Sunday, March 9, 2008

Seven and Seven is.

It is vacation time, and I am at school. I am at school, and freely updating my journal from school, because there is only one other person here but me and it is no longer a big deal that someone see me writing in this thing. So there it is and there we are.
I have sort of done some work today, my first weekday of my spring break, which makes this the most productive spring break of all time, ever (not counting last year's when I had no choice but to finish writing my final paper that had been due the week before). My accomplishments so far may be meager but I plan to feel good about them anyway, because well, how often is it exactly that I am more studious than the average student here? Truth be told I could work my fingers to the bone 8 hours a day for the next two weeks, and when school started again, I would still be woefully behind everyone else. Overachieving fuckers! (Not really).

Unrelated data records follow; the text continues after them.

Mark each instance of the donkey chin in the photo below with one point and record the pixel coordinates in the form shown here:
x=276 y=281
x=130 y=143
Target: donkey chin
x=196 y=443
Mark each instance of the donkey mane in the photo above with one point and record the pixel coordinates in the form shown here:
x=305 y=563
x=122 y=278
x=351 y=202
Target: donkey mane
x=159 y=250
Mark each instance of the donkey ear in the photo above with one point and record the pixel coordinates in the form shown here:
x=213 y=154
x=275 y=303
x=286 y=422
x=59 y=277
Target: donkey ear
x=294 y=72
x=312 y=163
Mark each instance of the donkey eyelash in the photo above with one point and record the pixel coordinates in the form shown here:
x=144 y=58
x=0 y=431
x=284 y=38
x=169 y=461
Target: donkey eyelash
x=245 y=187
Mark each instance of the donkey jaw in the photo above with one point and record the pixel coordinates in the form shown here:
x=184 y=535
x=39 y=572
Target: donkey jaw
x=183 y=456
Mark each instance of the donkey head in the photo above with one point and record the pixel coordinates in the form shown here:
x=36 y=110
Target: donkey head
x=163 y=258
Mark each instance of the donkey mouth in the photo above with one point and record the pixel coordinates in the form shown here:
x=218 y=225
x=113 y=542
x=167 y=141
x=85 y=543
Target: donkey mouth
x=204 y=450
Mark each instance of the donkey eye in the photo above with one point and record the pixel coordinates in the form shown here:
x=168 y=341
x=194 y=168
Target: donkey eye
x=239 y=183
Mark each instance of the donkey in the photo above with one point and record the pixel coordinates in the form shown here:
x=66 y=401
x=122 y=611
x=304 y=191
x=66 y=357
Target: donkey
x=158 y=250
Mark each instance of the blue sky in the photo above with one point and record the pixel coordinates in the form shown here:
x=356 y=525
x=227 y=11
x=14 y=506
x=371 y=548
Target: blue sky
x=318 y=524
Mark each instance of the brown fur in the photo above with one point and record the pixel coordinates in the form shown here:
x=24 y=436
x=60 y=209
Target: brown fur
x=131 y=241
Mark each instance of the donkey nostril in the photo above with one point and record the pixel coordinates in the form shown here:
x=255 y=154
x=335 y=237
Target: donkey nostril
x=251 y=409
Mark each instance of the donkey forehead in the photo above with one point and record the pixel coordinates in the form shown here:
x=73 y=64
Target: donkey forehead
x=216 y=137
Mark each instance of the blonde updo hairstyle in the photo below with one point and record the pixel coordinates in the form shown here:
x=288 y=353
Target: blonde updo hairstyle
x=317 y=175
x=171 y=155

Part of today's work was an hour of talking with the school's one intern. Since I had never spoken to him before, and had no plan going into the speaking practice of what I should do exactly, the whole experience was completely terrible. It looked and smelled like a bad first date, without the distraction of drinking or food. Once I did manage to get up and leave to get coffee, but I just felt guilty leaving the kid to sit around and wait for me to come back. God though, what was I thinking when I agreed to do this. I didn't realize that the kid would not ask me any direct questions (though I should have realized that), and I probably came across as completely asshattingly rude for asking him direct questions about what he studies and what he wants to do in the future. I suppose it was good speaking practice for me at least due to the fact that all I did was talk for an hour to fill up the silence.
The previous two days, I didn't do too much, and it was pretty great. I went with a friend to see a great and completely creepy exhibit on "Goth" at the local art museum, which I had been meaning to see since it opened 3 months earlier. Some of the art was creepy and terrible, not terrible-bad but terrible emotionally, as I suppose was its intent. Only one of the exhibits was actually just bad (a video installation whose main screen showed a piece of meat frying on an electric fence -- come on people, try harder). And one part, a huge exhibit by the Mexican artist Dr. Lakra, was so great it was obsession-inspiring. Dr. Lakra is a tattoo artist by trade, but also an artist who uses the tattoo style in his work. And man, is it fantastic. Dr. Lakra primarily does tattoo-style drawings over old ads and prints from the 40s and 50s, and the result is by turns creepy, fascinating, and offputting. But the exhibit here showed the products of his 2-month residency in Japan, and they were completely amazing. I wish any of it was on the internet so I could show it to you; it is good enough that I want to go back again before the exhibit ends and take a more serious look at everything. I especially love that Dr. Lakra took old Meiji-era prints, works of art in their own right (and not cheap), and made them his own works. The feel of the erotic-grotesque that's so overt in his work is already present in these old Japanese prints, I would say, so it's really a perfectly conceived match. Even if, or especially because, it pissed off some of the museum curators.
I would like to write more but it appears I am starting to shiver and shake, for what reason I can't figure out. I have eaten today, and had coffee, and I don't think I am cold -- but there it is. The human body is ever a mystery, eh?